The Renfield Syndrome

A portion of me, that faithful and wholesome part of myself that was slowly dwindling away to nothing, told me it was wrong even as I did as he asked. He had to learn what had happened and what I’d done. He had every right to turn me from his bed, to reject me from the haven of his arms. I should have given him the opportunity, but I was too weak, too fragile, too damned eager to feel the comfort of his skin against mine, the coolness of his breath, the whispered words of love he would give me that I didn’t deserve.

 

His cock was hard, arching toward his belly, when he unzipped his pants and revealed himself. I didn’t have to be told what he wanted. As I moved between his thighs, I reached for him with my free hand. Though hard as granite, his flesh was as smooth as satin and as soft as silk.
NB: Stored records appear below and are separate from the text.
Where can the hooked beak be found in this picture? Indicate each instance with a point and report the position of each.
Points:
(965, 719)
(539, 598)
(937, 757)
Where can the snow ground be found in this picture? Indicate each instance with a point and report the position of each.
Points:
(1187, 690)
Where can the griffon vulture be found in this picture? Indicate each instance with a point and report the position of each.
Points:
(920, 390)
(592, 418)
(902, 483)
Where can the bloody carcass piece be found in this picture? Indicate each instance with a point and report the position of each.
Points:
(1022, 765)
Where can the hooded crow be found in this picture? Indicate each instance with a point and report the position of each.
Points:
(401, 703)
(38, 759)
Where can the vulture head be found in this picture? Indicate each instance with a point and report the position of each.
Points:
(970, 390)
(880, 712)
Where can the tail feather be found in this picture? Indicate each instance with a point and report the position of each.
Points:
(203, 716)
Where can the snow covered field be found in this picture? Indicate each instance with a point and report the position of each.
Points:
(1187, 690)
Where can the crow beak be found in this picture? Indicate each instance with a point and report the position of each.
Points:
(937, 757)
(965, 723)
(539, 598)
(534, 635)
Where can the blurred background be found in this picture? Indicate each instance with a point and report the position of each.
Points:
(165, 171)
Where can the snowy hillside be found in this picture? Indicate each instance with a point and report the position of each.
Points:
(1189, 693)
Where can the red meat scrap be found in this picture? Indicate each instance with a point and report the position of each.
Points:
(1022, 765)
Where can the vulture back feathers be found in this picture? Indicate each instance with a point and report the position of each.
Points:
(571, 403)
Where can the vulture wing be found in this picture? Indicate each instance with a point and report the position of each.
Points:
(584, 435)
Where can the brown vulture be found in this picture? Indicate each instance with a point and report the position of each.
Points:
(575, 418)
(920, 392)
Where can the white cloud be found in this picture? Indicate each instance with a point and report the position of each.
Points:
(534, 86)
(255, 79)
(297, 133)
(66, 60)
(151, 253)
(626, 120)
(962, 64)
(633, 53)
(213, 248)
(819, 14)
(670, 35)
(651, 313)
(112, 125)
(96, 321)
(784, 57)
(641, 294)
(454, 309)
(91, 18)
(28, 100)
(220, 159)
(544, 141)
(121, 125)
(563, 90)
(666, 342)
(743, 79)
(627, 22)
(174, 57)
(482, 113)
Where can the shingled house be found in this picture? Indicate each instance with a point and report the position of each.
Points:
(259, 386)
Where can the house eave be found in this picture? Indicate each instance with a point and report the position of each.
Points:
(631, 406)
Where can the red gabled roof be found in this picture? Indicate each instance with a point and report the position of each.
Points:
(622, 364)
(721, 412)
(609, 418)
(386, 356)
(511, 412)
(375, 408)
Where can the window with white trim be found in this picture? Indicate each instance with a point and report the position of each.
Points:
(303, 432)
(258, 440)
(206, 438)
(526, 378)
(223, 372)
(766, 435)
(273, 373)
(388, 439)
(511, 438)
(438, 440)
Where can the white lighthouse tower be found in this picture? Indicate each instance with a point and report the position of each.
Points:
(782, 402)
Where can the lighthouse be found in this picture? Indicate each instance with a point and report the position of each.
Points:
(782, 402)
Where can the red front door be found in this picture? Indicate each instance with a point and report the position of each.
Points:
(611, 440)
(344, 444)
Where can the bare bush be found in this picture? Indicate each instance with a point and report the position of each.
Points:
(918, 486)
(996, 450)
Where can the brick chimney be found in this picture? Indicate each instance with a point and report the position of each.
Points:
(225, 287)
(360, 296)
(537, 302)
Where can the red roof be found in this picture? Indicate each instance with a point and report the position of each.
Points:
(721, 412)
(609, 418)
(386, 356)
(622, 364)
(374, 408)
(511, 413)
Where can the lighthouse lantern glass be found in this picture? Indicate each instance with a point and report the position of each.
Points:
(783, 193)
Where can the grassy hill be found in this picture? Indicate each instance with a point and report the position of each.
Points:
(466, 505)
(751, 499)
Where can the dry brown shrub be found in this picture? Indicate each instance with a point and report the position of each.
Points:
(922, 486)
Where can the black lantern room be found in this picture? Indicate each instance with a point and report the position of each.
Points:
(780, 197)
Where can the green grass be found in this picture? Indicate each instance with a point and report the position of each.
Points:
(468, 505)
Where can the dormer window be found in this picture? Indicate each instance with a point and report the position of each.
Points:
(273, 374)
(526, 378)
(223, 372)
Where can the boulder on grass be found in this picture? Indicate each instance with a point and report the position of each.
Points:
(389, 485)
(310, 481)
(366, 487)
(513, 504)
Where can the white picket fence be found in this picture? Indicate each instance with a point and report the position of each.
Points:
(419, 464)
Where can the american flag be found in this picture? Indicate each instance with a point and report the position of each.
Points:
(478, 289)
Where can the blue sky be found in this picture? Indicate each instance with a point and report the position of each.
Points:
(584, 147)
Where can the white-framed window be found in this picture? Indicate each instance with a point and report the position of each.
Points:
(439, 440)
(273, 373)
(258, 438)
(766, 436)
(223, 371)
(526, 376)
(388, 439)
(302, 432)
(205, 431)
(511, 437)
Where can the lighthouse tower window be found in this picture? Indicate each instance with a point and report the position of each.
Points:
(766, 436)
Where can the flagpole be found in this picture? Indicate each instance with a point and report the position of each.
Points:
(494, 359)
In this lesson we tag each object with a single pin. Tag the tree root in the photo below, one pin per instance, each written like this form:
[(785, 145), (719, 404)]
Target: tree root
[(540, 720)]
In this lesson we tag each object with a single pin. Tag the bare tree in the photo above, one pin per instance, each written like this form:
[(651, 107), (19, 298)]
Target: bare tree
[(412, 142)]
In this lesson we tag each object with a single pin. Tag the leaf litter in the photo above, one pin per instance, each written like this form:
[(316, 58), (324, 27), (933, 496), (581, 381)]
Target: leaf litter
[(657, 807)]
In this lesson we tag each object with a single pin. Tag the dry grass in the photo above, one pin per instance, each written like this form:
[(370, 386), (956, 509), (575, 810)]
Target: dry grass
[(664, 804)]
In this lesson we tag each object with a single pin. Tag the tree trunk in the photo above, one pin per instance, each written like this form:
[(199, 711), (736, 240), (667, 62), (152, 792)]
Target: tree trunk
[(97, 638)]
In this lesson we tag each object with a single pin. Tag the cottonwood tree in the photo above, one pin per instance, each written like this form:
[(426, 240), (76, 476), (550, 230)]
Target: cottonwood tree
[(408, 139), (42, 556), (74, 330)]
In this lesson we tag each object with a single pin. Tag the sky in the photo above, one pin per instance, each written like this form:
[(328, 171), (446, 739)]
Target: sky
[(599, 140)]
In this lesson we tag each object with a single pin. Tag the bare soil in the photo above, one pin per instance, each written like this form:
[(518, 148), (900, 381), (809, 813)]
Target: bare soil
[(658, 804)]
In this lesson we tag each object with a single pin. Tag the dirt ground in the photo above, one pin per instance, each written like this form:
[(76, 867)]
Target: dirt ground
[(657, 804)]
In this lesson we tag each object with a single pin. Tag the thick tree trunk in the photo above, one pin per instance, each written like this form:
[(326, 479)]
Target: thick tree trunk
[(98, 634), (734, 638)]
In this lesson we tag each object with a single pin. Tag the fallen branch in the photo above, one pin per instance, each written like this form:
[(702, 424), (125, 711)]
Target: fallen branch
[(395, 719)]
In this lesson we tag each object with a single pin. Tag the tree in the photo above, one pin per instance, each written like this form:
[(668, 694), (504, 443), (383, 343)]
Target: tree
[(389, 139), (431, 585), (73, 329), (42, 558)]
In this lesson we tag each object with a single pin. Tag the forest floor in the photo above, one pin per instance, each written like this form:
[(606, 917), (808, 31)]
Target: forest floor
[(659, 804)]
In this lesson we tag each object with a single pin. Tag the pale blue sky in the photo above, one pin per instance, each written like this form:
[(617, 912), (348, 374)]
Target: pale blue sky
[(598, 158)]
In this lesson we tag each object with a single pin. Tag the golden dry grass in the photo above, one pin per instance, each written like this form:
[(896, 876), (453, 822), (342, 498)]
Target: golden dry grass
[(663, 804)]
I brought him to my lips, parting them as I darted my tongue along the slit in the mushroom-shaped tip.

 

“Look at me, love.” His voice was husky with desire, the words laced with adoration. The hard edge to his tone was gone, and I wanted to wrap my arms around his thighs and hold on tight.

 

Our lovemaking had never reduced me to tears, and I knew if I broke down and crumbled, he would want to know why. So I focused on just how relieved I was to be with him again, of just how important this moment was. A sacrifice to keep him with me had been made, and I would be damned if I was going to allow myself to be denied one last time in his bed.

 

I gazed into his golden, aquamarine-colored eyes with the solid border of black that offset them like jewels as I took him into my mouth. He remained still, though he groaned when my lips surrounded him. Flicking my tongue along the underside, I accepted more of his length, using my hand to attend the area I couldn’t take even if I relaxed my throat and swallowed.

 

“I’ve missed you so much, Rhiannon. You have no idea of how terrified I was. I’ll expect you to tell me everything I want to know when this is over, but first, I want this with you. I need this with you. I need to know that you’re here—truly here—with me.”

 

I bobbed my head, a nod as well as a way to pleasure him, and was thankful he didn’t say anything when I broke eye contact to hide the tears that came to my eyes. He didn’t know it, but I needed exactly the same thing. To know he was safe. To know he was here. To know that despite all the wrongs I’d committed, I had ensured he would survive to see another day that, God willing, included me.

 

I felt the sweetness on my tongue that I was familiar with, a sign of his control, and began to suck harder as I went up his length to the tip. He loved to be on the edge, riding the cusp of orgasm. Like this, I challenged him to keep control when he didn’t think he could, forcing him to give all of himself to me. It was a game of cat and mouse since I’d learned just how long I could keep it up, devouring him with my mouth until he finally forced me away.

 

“You won’t win this time,” he grated, as if knowing my thoughts, although I was aware the mark between us and his power to see into my mind weren’t being used. “I’ve waited too long for this. I’ll keep you like this until you can’t take it any longer.”

 

Upping the ante, I sucked harder, rubbing the length of his cock with my tongue. His hiss told me I’d hit the right spot, so I continued doing it as I moved up and down, over and over again. Each time I ran my fingers along the wet skin left over by my mouth, keeping him on the precipice. I thought it would be enough. However, as the minutes passed, and my jaw became sore, I knew it was a test. He wanted me to break first, to become the slave to what he desired.

 

“Uncle,” I whispered and released him, panting.

 

“Good. Now for me.”

 

He moved with the speed I’d missed so much, lifted me into his arms, and carried me to the bed. He placed me on the mattress and I placed my head against the pillows. When he kissed me, there was nothing but the two of us, caught in the throes of passion and need. A desire to connect, to cement what we shared, to grasp it tightly and never let go.

 

“I love you,” I said for the first time during our lovemaking, desperate that he be aware of it.

 

“I’ve always known that,” he murmured as he placed kisses along my neck, paying special attention to his mark at my throat, and removed my bra. “I knew it would just take patience and time. Something I have plenty of.”